5 packs of hot dogs - no buns

5 bags of chips

2 cases of soda

1 box of candy bars - Milky Ways

2 packs of cigarettes - Paul Maul Red

1 dozen comic books

1 much abused issue of Playboy

1 battery powered lantern

7 flashlights

1 boom box radio

150 cassette tapes

50lbs of batteries

1 ax

7 pocket knives

7 jackets

7 sleeping bags

7 boys with no idea what god had planned for them



It was going great. We were enjoying the fruits of our labor. But our pitiful blood sacrifice was not enough to appease the Tree House. We'd all began nodding off to sleep, when for some reason C6 decided to fall out the door and 40ft to the ground. He immediately began saying that someone had "kicked" him out the door. I was the nearest person to him and I can testify to the fact that NO ONE kicked him. He was stupid. And Clumsy. And had called me a lard ass for the last time.

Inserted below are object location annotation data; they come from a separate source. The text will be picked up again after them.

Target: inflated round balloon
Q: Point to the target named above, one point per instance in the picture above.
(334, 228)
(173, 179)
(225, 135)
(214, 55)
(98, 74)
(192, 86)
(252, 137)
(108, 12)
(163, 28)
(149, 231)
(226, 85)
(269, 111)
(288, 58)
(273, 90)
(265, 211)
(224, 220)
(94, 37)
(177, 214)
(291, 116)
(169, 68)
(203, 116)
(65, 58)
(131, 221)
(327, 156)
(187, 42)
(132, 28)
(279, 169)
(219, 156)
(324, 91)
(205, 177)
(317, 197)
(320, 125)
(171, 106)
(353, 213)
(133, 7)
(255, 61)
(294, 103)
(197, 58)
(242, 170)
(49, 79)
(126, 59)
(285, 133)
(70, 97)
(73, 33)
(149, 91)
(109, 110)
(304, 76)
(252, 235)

He began the 1/2 mile sprint back to the house to tell on us. C4, in an attempt to save us all from being grounded, DOVE out of the Tree House. When I say dove, I mean, like a paratrooper, sans chute. He went at it like a dirt belly flop. He of course missed C6, but his act, made C6 stop and look for a moment, and gave C3 time to catch him. C3 snatched him up, and began to drag him back toward the tree. C6 struggled and managed to kick C3 in the balls. C3 makes good his escape and bolts for the house. C1 is trying to figure out how to bury C4 before he gets found, and as I'm about as fast as glacial thaw, it was up to C5 to save the day.



He left the blocks like Johnson and his gold shoes at the Olympics, he sailed over fences and pushed through mud. And He managed to catch C6 as he grabbed the back door's knob. He beat th... convinced C6 to come back to the Tree House, to talk about what happened



And once C4 and C3 had recovered. Ladies and Gentleman, thats how Todd nearly died.